Una risa salió vacía de mi boca, para luego resonar y perderse en la gran noche. Siempre que me sentía sola y perdida, era como si un hueco se instalara en mi pecho y borrase también mi estómago. Por eso la risa sonaba tosca y sin eco; no repicaban los cascabeles en mi corazón y en estos precisos momentos todo dentro de mí era un gran agujero negro.

Continué mi recorrido alrededor de la casa. Eso comenzó a ser una pequeña rutina que me ayudaba a pensar demasiado para terminar con la mente en blanco y el cansancio justo para desplomarme en la cama. En la tercera vuelta, justo antes de llegar a la puerta de entrada, divisé una silueta esbelta sentada en los escalones que conducían hacia el hall.

Continué con mi paso cadencioso. Aquella fisonomía ya se me había vuelto familiar en el último tiempo. Necesitaba ocultar muy bien mi ansiedad por correr y abalanzarme a sus brazos. Lo cierto es que la fisura en mi costilla me devolvía la poca lógica que me quedaba cada vez que él se aparecía.

Tomé esa demora para observarlo un poco mejor. Estaba desabrigado; sus manos manipulaban torpemente un gijarro de la grava del camino principal y luego lo lanzaba al aire para después atraparlo.

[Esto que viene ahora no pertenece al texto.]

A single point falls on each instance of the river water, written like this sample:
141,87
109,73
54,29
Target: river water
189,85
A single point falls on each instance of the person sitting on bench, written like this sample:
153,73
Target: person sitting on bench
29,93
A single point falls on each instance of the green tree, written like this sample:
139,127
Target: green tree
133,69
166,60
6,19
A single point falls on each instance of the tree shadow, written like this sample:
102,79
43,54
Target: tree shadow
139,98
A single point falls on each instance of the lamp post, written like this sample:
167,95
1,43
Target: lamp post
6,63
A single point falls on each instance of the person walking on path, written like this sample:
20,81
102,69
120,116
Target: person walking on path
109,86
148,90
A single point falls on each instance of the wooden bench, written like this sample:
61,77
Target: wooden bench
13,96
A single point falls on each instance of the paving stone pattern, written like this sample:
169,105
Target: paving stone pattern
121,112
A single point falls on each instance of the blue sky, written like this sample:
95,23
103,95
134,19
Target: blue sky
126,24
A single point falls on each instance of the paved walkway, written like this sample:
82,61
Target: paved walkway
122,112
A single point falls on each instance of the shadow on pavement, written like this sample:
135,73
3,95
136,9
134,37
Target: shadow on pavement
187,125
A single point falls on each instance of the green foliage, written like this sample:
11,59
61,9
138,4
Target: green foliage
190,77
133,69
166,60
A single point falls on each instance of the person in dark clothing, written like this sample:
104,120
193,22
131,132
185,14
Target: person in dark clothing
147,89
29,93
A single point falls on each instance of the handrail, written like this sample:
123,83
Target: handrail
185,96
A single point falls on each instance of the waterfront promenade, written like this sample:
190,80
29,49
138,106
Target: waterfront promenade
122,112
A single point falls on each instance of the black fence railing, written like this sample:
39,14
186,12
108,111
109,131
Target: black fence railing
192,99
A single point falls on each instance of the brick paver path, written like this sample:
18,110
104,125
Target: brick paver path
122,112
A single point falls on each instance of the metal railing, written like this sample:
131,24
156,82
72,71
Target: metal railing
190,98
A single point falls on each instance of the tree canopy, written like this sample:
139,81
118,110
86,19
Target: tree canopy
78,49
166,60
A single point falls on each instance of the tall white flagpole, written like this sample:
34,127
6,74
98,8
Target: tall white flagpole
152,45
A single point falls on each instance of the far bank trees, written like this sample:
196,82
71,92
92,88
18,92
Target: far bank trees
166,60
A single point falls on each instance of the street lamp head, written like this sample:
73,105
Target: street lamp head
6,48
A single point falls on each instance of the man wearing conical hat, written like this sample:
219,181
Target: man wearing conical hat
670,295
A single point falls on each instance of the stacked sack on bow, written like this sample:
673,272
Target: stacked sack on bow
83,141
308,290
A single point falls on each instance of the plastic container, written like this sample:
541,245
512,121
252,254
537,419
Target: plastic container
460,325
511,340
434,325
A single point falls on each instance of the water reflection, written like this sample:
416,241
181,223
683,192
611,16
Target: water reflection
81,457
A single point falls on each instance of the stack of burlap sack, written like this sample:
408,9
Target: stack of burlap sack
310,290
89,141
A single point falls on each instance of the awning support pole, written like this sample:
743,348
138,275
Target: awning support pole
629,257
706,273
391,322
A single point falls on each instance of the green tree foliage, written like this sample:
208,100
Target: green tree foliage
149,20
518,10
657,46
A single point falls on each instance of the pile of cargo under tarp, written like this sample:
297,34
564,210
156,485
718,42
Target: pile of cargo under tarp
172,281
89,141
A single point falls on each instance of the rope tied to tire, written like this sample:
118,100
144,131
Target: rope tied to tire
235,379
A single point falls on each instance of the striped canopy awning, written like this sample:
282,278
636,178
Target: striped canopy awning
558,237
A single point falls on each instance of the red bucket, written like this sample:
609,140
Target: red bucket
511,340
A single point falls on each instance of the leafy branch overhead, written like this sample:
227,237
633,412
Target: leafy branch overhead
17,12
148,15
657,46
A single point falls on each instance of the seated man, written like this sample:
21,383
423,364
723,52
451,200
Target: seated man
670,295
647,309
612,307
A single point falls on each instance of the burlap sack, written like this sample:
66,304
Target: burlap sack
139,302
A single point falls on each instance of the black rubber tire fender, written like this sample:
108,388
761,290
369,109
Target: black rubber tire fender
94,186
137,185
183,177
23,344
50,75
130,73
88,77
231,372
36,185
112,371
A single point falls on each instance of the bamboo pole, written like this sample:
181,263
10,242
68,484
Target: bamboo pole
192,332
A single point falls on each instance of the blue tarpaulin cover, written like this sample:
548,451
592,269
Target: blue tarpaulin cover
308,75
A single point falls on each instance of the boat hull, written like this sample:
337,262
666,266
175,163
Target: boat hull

En toda aquella inmensa humanidad se escondía un tenue chiquillo que yo había comenzado también a amar.

Llegué hasta donde estaba él. Me quedé parada mirándolo fijamente. Él solo seguía aventando la piedrecilla hasta que quiso dar cuenta de que yo estaba allí.

—¿Necesita algo, señor Kim?—mi angustia me llevaba a ser osadamente mordaz—¿O viene a seguir con su batería de insultos?

El silencio se apoderó de ambos, así que decidí entrar a la casa para ir a descansar. El sueño hacía mella en mi cuerpo y mi mal genio se estaba triplicando, por lo que prefería no azuzarlo más y desaparecer.

Al pasar por su lado, agarró mi brazo de una manera suave pero firme. Toda mi piel se estremeció ante su toque. Toda mi fe tambaleó por aquel ínfimo contacto. Me detuve sin mirarlo; no quería demostrarle mi flaqueza.

—¿Cómo estás de la fisura? ¿Aún duele demasiado?

Quería mirarlo y gritarle que me dejara en paz, que dejara de jugar con mi mente y mi corazón y me permitiese marcharme de allí y de su lado, pero me contuve por el solo hecho de que sus preguntas, esta vez, no estaban cargadas de ironía ni frustración.

No contesté nada, pero me permití agarrar su mano para entrelazarla con la mia.

—Ven, entremos. La noche se ha tornado fresca de pronto. Aún es verano pero esto ya anuncia la llegada de los primeros fríos y tú estás desabrigado. Permíteme invitarte un café—mi pecho se cerraba con cada palabra que le decía—y, si quieres, hablamos de "bueyes perdidos".